When we reached the court, the bustle and confusion had reached its highest, for, as the wind lulled, large masses of inky smoke hung, like a canopy, overhead, through which a forked flame darted at intervals, with that peculiar furnacelike roar that accompanies a jet of fire in confined places. At times, too, as the soot ignited, great showers of bright sparks floated upwards, and afterwards fell, like a fiery rain, on every side. The country-people, who had flocked in from the neighbourhood, were entirely occupied with these signs, and only intent upon saving the remainder of the house, which they believed in great peril, totally unaware of the greater and more imminent danger close beside them.

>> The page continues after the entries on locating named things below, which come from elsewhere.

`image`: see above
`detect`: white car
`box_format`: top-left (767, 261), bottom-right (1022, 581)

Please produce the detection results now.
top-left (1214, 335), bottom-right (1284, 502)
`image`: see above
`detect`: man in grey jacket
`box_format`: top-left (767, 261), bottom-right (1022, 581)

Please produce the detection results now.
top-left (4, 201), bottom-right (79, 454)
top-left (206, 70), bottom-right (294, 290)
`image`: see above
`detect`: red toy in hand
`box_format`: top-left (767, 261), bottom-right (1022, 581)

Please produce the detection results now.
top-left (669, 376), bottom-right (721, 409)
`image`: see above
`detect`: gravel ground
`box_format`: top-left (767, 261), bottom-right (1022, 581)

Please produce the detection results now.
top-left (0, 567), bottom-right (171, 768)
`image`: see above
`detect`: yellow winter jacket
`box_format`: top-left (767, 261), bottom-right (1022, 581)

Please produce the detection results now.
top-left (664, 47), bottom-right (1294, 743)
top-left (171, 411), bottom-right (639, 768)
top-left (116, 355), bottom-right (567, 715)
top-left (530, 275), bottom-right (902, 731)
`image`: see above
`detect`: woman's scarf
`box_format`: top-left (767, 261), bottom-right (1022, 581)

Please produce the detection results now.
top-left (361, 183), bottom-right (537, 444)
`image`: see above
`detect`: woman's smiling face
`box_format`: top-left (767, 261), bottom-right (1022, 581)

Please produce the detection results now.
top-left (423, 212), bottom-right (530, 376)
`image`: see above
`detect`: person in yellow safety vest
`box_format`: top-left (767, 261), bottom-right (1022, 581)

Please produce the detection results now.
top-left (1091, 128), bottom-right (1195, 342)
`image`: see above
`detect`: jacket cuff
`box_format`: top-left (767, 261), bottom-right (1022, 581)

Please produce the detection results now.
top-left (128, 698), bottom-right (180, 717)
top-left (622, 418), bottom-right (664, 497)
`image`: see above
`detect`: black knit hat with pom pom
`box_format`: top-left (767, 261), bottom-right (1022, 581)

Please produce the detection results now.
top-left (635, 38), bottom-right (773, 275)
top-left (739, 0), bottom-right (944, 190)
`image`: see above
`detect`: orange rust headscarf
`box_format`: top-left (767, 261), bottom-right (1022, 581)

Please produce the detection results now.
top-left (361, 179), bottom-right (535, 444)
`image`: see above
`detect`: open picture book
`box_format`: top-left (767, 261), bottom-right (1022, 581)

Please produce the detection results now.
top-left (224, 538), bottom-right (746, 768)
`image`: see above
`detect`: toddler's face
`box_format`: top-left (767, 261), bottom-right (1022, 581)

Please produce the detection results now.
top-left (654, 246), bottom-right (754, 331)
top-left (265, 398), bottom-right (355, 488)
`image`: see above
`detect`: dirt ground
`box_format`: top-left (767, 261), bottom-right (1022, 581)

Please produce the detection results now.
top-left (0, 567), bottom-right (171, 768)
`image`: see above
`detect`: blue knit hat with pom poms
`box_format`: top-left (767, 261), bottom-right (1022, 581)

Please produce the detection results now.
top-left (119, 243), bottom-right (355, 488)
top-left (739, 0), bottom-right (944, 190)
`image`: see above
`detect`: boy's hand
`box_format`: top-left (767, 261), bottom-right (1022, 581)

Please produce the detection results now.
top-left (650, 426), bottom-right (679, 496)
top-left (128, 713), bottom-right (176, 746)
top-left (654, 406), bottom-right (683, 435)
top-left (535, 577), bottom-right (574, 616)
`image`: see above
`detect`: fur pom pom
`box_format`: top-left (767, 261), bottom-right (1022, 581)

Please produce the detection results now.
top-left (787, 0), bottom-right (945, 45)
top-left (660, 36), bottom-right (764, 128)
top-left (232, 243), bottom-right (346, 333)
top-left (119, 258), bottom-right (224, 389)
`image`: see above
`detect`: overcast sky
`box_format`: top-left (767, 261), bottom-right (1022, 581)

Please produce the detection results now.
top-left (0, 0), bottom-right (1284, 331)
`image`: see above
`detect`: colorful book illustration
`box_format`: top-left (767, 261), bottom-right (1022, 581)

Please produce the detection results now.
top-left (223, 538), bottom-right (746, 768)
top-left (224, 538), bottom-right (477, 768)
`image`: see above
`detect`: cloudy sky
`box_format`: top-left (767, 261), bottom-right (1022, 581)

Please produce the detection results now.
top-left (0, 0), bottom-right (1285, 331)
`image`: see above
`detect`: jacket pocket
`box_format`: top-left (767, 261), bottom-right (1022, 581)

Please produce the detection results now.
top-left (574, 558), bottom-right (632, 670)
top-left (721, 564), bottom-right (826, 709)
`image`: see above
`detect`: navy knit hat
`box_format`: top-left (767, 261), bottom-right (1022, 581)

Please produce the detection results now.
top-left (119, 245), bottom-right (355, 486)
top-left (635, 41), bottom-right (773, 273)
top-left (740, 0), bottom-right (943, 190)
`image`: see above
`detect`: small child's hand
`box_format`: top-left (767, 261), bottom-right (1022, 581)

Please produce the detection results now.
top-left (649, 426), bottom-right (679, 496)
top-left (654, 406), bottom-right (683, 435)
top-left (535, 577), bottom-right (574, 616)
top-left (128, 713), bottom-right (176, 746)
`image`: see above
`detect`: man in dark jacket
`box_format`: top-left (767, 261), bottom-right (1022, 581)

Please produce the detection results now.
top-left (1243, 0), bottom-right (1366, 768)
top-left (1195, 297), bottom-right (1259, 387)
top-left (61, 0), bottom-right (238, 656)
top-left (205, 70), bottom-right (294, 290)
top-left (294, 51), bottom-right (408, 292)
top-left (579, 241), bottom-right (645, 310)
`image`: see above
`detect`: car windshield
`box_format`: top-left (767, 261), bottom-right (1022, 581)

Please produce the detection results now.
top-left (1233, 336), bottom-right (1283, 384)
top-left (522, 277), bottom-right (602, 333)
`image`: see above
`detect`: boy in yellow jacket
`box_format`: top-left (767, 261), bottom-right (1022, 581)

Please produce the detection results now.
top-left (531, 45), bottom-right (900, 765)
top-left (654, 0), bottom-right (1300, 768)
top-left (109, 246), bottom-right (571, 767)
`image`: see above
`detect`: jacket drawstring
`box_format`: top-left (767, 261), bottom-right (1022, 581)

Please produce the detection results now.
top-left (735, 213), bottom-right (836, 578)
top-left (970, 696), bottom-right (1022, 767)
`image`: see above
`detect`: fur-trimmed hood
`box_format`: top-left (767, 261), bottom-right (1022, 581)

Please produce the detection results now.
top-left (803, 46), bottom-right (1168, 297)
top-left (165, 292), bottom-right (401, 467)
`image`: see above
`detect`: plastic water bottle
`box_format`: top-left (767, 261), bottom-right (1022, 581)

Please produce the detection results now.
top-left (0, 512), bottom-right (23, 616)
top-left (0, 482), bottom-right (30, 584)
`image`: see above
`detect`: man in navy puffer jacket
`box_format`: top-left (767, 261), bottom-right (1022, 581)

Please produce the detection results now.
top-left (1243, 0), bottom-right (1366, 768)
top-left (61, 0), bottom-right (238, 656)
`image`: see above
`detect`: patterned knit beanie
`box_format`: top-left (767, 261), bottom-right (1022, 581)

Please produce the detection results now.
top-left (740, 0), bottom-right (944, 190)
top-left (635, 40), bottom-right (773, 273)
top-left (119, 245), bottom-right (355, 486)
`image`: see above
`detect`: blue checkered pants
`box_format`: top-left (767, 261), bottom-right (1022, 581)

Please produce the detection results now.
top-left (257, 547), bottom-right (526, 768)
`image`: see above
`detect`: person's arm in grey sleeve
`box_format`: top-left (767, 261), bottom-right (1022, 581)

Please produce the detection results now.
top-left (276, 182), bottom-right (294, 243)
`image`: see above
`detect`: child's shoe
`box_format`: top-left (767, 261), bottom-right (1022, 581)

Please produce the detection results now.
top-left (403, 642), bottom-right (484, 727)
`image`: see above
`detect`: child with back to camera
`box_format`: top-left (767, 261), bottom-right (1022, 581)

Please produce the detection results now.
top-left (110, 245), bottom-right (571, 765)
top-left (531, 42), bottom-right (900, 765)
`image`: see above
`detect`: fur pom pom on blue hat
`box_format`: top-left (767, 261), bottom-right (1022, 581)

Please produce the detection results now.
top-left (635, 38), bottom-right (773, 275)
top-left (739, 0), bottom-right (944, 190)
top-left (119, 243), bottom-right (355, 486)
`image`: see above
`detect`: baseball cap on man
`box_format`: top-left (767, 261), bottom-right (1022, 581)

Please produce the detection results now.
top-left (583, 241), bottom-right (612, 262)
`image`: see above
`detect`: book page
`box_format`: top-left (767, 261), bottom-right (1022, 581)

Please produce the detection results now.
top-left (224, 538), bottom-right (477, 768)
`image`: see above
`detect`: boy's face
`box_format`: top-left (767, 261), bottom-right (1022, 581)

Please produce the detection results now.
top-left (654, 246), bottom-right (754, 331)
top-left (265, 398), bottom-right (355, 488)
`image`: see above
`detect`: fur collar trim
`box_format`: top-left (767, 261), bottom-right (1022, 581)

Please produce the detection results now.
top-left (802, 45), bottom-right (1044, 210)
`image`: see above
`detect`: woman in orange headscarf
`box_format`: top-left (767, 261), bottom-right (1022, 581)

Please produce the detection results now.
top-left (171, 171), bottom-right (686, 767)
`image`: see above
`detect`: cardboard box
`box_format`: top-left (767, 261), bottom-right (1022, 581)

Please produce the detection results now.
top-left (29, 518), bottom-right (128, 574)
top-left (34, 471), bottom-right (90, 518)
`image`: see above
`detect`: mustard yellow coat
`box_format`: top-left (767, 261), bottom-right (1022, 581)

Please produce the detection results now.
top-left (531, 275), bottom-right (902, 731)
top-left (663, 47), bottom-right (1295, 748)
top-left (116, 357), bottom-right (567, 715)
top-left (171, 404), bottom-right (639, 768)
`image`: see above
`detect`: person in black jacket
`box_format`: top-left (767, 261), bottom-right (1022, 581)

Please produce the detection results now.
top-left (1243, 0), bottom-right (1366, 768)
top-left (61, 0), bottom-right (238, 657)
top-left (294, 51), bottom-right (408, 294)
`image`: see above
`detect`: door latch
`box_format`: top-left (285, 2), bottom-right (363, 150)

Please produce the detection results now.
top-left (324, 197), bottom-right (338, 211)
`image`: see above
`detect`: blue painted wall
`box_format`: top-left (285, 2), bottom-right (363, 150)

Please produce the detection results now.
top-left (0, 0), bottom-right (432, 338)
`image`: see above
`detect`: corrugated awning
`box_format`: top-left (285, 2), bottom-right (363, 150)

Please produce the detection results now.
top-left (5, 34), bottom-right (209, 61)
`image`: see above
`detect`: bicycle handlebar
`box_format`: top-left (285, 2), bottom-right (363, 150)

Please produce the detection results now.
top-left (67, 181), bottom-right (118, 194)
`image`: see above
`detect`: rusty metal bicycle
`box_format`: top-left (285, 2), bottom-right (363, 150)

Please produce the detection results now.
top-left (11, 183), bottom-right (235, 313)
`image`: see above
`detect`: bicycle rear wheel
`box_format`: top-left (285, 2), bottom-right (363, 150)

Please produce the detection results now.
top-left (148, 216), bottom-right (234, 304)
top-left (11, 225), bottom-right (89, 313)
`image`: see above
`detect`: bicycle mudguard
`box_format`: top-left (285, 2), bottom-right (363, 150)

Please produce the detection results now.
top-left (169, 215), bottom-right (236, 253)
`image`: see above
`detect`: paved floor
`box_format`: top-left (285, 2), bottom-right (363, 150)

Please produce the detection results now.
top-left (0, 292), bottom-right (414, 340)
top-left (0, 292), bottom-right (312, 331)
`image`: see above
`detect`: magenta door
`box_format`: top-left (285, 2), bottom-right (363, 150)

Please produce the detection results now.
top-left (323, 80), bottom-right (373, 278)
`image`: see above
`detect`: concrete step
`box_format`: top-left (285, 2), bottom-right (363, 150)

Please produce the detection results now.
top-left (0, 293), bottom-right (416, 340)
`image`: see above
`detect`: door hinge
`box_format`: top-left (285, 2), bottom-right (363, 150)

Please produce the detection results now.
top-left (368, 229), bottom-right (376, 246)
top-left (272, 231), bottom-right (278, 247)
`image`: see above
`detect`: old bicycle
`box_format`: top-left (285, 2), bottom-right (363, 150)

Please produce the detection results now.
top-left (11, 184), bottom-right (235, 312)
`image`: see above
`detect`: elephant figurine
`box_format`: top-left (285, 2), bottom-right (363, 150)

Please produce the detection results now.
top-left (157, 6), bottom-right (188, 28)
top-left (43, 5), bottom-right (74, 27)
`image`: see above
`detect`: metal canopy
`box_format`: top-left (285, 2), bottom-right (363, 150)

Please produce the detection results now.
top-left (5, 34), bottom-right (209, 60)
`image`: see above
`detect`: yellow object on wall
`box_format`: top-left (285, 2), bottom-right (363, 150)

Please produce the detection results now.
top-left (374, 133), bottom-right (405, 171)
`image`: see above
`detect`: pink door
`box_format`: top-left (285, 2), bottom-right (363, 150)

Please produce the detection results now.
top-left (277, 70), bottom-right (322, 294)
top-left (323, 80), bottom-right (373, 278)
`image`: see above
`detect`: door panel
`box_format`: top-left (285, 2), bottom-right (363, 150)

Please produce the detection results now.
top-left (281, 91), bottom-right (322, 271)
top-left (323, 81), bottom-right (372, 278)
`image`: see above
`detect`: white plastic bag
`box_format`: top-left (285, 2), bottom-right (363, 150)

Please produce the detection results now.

Already they had placed ladders against the walls, and, with ropes and buckets, were preparing to ascend, when Truchet marched in with his company, in fatigue-jackets, twenty sappers with shovels accompanying them.

‘Clear the courtyard, now,’ said Charost, ‘and leave this matter to us.’

The order was obeyed somewhat reluctantly, it is true, and at last we stood the sole occupants of the spot, the bishop being the only civilian present, he having refused to quit the spot, unless compelled by force.

The powder was stored in a long shed adjoining the stables, and originally used as a shelter for farming tools and utensils. A few tarpaulins we had carried with us from the ships were spread over the barrels, and on this now some sparks of fire had fallen, as the burning soot had been carried in by an eddy of wind.

The first order was, to deluge the tarpaulins with water; and while this was being done, the sappers were ordered to dig trenches in the garden, to receive the barrels. Every man knew the terrible peril so near him; each felt that at any instant a frightful death might overtake him, and yet every detail of the duty was carried on with the coldest unconcern; and when at last the time came to carry away the barrels, on a species of hand-barrow, the fellows stepped in time, as if on the march, and moved in measure, a degree of indifference, which, to judge from the good bishop’s countenance, evidently inspired as many anxieties for their spiritual welfare as it suggested astonishment and admiration for their courage.

He himself, it must be owned, displayed no sign of trepidation, and in the few words he spoke, or the hints he dropped, exhibited every quality of a brave man.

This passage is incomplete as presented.